Going further, St. Thomas Aquinas declared that suffering rape can be “a kind of martyrdom” and count “for the merit” of the victim; he also wrote that virginity is not lost by rape.
Yet this kind of “martyrdom” seems to have left no record in Catholic martyrologies. Many women saints are venerated for resisting rape or sexual assault, including many virgin martyrs who endured grotesque mutilations graphically recounted in hagiography. Like Maria Goretti, such virgin martyrs are often honored as patrons of those who have endured rape and sexual assault. Yet it’s virtually impossible to identify a canonized saint who is known to have been raped.
Nor has the language of Catholic piety always carefully protected the moral truths affirmed by Augustine and Aquinas, even at the highest levels. Pope St. John Paul II, on the occasion of the 100th anniversary of Maria’s birth, stated that “She chose death when there was no other way to defend her virginal purity.” Pope Pius XII, in his 1950 homily for her canonization, declared:
With splendid courage she surrendered herself to God and his grace and so gave her life to protect her virginity. She preferred to die rather than to lose her virginity. She was stabbed to death, preferring to die rather than be raped.
I have a special love for both of these popes, but there’s no getting around the fact that their language at least appears to imply that, had Maria actually been raped, she would have lost her purity and her virginity. Notably, as Simcha Fisher pointed out in another 2015 Patheos post, Maria’s reported words during the final attack were not “No, no, Alessandro, spare my virginity!” but “You would go to hell for it.” His soul, not her purity, was at stake.

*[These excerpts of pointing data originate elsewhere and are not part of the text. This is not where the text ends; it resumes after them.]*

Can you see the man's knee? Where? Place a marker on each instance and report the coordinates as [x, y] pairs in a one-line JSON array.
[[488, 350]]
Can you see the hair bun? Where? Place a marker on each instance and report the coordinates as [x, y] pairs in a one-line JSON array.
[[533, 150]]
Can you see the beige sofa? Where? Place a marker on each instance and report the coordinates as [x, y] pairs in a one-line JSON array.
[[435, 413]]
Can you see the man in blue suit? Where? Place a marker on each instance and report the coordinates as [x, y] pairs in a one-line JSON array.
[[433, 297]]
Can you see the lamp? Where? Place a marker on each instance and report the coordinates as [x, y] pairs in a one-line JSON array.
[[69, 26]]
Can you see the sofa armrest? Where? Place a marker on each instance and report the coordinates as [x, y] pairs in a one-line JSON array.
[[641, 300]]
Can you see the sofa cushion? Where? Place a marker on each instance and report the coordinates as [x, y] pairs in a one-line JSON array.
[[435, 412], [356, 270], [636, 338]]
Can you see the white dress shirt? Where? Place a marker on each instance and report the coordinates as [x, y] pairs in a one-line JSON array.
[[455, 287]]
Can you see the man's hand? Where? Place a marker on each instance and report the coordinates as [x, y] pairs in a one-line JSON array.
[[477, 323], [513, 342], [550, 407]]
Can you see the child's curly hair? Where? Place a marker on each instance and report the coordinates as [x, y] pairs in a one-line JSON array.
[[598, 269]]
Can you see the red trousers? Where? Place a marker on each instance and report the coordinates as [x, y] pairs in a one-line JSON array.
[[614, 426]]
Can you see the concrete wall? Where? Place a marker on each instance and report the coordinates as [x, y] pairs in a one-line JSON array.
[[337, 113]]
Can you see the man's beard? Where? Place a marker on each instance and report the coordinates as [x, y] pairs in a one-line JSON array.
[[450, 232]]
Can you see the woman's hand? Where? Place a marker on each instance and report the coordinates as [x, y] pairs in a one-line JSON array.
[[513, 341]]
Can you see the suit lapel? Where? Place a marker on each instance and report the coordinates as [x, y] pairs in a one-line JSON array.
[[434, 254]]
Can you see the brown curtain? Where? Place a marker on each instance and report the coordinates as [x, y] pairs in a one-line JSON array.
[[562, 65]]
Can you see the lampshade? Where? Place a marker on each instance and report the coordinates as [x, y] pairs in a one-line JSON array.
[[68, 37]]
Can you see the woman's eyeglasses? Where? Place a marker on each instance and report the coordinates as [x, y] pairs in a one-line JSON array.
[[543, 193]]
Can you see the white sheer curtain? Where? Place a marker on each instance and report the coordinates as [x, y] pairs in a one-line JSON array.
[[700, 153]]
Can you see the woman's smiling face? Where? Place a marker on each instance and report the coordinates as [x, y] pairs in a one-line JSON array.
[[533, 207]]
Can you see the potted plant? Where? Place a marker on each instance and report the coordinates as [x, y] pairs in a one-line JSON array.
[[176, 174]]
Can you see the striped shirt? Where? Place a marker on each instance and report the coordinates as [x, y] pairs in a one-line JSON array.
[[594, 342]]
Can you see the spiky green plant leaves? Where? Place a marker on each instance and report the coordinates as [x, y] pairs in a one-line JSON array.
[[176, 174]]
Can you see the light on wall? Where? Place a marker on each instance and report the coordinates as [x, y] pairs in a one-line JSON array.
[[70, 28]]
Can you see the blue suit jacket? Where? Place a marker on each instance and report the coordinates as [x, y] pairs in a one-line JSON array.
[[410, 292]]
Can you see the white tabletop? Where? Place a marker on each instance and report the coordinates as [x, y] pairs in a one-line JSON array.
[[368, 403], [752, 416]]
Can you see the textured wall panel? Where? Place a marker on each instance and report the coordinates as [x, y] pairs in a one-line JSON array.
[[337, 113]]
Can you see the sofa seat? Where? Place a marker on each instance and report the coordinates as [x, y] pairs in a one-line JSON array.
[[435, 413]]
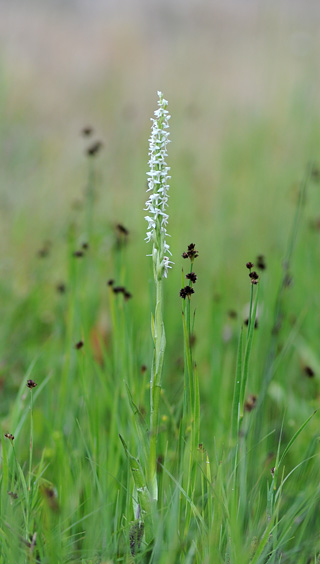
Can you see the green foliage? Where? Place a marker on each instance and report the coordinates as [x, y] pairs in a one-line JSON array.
[[237, 447]]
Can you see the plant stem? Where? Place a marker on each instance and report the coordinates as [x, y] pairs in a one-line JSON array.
[[156, 385]]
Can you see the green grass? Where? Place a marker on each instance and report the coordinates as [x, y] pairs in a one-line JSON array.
[[234, 486]]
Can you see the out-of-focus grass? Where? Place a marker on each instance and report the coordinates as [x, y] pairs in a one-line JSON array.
[[237, 162]]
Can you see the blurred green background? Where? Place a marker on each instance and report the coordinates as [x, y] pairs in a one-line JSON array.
[[242, 81]]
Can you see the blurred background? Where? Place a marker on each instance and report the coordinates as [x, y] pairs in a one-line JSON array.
[[242, 80]]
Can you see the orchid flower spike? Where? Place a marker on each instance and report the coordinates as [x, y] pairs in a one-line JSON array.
[[158, 186]]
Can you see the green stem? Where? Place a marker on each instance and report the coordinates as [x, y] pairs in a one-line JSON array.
[[156, 385]]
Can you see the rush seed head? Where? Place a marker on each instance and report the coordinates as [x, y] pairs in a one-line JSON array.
[[158, 187], [192, 277], [31, 384]]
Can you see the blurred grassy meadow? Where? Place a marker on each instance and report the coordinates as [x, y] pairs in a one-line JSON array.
[[242, 81]]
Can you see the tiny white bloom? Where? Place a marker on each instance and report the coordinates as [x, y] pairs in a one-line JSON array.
[[158, 185]]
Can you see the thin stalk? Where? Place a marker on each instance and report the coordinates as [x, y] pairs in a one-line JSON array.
[[155, 386]]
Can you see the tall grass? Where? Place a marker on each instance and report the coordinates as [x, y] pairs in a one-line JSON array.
[[230, 439]]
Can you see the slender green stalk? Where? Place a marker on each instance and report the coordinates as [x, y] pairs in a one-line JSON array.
[[156, 233]]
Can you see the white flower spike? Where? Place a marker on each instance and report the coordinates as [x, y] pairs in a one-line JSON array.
[[158, 185]]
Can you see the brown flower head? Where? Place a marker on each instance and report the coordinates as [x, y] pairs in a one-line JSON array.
[[191, 253], [192, 276], [94, 149], [186, 291], [261, 263]]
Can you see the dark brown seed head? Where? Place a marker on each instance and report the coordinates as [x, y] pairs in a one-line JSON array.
[[31, 384], [256, 323], [192, 276], [94, 148], [261, 263], [87, 131], [123, 230], [309, 371], [160, 461], [186, 291], [250, 403]]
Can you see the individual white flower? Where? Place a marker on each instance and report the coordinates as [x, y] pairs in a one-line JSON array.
[[158, 186]]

Yet that’s not the message that, by and large, the Church has communicated to survivors of sexual violence. We need to do better.

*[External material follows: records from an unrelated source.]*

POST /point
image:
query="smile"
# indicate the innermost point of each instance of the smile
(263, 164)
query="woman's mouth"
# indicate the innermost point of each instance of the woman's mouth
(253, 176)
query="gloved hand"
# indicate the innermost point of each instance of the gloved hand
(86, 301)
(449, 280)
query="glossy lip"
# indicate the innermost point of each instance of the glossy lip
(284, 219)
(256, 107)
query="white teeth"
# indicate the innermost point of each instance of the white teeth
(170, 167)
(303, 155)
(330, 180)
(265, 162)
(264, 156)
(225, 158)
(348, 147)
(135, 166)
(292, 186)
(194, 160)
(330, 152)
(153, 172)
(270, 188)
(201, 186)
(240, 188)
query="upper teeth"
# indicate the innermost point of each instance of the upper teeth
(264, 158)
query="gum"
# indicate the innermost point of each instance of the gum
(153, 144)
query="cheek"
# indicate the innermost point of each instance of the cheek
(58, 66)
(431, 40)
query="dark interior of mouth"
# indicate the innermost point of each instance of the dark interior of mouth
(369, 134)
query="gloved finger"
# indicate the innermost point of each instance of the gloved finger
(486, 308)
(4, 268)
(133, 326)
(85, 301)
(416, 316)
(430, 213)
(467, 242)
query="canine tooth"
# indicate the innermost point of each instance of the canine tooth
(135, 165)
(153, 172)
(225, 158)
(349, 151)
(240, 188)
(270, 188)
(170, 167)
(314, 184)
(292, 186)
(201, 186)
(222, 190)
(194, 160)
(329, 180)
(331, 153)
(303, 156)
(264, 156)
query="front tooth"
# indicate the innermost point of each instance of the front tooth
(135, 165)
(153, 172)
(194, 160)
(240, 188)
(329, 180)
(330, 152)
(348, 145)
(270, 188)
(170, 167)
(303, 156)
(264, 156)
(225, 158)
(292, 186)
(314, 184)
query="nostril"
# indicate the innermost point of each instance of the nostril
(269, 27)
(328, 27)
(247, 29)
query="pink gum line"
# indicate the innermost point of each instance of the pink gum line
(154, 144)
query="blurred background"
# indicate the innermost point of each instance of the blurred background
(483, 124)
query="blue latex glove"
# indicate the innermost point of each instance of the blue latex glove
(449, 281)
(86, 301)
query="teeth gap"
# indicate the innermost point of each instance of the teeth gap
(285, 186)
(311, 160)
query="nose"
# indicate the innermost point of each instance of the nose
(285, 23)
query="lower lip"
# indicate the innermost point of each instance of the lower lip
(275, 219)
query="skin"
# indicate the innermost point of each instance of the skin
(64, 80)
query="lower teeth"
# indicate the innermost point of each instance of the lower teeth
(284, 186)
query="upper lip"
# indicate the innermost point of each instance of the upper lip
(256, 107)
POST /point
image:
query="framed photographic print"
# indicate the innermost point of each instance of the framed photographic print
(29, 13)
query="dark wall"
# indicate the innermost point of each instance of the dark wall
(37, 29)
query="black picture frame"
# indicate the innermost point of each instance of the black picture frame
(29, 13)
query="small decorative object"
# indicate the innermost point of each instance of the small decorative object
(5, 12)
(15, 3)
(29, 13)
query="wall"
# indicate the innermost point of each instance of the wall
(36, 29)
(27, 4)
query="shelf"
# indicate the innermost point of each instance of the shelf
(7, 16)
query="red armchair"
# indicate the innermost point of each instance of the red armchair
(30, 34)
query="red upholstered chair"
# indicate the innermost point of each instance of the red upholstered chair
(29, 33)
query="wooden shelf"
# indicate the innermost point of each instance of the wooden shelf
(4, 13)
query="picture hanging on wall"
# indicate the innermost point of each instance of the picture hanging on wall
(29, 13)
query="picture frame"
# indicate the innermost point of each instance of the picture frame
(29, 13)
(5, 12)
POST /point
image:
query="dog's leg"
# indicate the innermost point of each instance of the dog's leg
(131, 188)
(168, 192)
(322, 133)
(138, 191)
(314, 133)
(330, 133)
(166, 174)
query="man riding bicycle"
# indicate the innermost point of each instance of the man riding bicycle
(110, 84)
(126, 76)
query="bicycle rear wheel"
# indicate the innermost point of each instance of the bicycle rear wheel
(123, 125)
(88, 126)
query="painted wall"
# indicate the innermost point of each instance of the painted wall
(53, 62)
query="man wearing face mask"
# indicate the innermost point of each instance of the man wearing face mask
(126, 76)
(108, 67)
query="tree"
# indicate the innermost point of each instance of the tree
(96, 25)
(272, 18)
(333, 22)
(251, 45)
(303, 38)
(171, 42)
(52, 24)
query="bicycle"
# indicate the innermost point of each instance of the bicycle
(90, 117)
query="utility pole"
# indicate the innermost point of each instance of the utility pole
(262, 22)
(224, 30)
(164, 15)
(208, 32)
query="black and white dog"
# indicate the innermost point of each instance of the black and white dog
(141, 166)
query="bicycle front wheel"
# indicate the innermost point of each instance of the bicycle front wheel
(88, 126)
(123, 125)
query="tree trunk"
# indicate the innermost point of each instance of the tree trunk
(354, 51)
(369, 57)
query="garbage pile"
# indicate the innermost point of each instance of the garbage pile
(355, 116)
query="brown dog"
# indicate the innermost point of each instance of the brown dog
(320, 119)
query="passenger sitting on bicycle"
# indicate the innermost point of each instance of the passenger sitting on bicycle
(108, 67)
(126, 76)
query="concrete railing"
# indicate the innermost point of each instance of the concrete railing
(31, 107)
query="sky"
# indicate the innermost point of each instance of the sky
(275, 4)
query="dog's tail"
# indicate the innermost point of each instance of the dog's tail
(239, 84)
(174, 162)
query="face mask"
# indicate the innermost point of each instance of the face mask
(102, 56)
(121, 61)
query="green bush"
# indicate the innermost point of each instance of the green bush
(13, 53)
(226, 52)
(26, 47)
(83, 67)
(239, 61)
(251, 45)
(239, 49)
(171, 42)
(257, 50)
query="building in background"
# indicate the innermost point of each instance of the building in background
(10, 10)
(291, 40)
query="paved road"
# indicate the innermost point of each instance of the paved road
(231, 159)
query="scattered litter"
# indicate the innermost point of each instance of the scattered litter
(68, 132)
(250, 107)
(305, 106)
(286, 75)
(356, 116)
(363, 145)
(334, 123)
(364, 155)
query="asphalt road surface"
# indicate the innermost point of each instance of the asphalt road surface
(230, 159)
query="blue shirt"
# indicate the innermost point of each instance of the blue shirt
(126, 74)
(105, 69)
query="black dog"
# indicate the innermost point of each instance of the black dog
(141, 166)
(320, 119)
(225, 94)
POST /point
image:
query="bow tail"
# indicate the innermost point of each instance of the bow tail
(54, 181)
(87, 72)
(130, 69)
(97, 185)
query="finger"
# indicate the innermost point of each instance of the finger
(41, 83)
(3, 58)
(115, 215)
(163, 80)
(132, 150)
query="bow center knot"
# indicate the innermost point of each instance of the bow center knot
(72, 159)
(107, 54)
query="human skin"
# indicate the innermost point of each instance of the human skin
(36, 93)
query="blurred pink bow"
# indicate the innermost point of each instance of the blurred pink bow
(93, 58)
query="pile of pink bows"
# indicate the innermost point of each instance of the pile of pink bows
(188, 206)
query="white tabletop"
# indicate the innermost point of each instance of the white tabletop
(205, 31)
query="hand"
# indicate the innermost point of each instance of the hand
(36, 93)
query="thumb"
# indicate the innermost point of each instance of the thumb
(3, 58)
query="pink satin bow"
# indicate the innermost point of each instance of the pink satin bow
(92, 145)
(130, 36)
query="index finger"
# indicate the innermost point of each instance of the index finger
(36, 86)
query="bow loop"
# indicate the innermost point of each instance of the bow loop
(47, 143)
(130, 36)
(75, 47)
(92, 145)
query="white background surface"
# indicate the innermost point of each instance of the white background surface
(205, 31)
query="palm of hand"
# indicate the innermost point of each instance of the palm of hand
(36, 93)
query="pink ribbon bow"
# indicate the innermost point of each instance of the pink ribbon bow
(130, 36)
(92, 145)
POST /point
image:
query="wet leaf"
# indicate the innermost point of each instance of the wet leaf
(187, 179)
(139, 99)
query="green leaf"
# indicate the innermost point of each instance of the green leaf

Related: I’ve written before about problems in Catholic culture in connection with Maria Goretti’s story—including problems in her own culture—in a 2021 piece for Catholic Herald (“Maria Goretti’s silence was tragic, not heroic, and not a model for us”). And I recently touched briefly on Maria’s story reviewing Irena’s Vow, a fact-based movie about a Polish nurse who submits to sexual assault by a Nazi officer in order to save the lives of Jews in hiding.
Well done! I have never heard before that rape doesn’t destroy virginity. It’s a comforting thought.
Thank you for writing this article. Maria Goretti is the saint whose story affects me the most. My mother first told me about her and incorrectly said that she had been raped. For her, as well as for me, the greatness of St. Maria's virtue was in her heroic capacity to forgive at only 11-years old, which lead to the conversion of her attacker Alessandro. If something like that happened to me when I was 11, would I have been able to forgive? (God help me.)
I have a friend who suffered sexually as a child and she used to feel like she was "beaten over the head" with Maria's purity. Thankfully, as time went on, she developed a correct way of understanding her story and now considers her to be one of her intercessors. I will be sharing this article with her.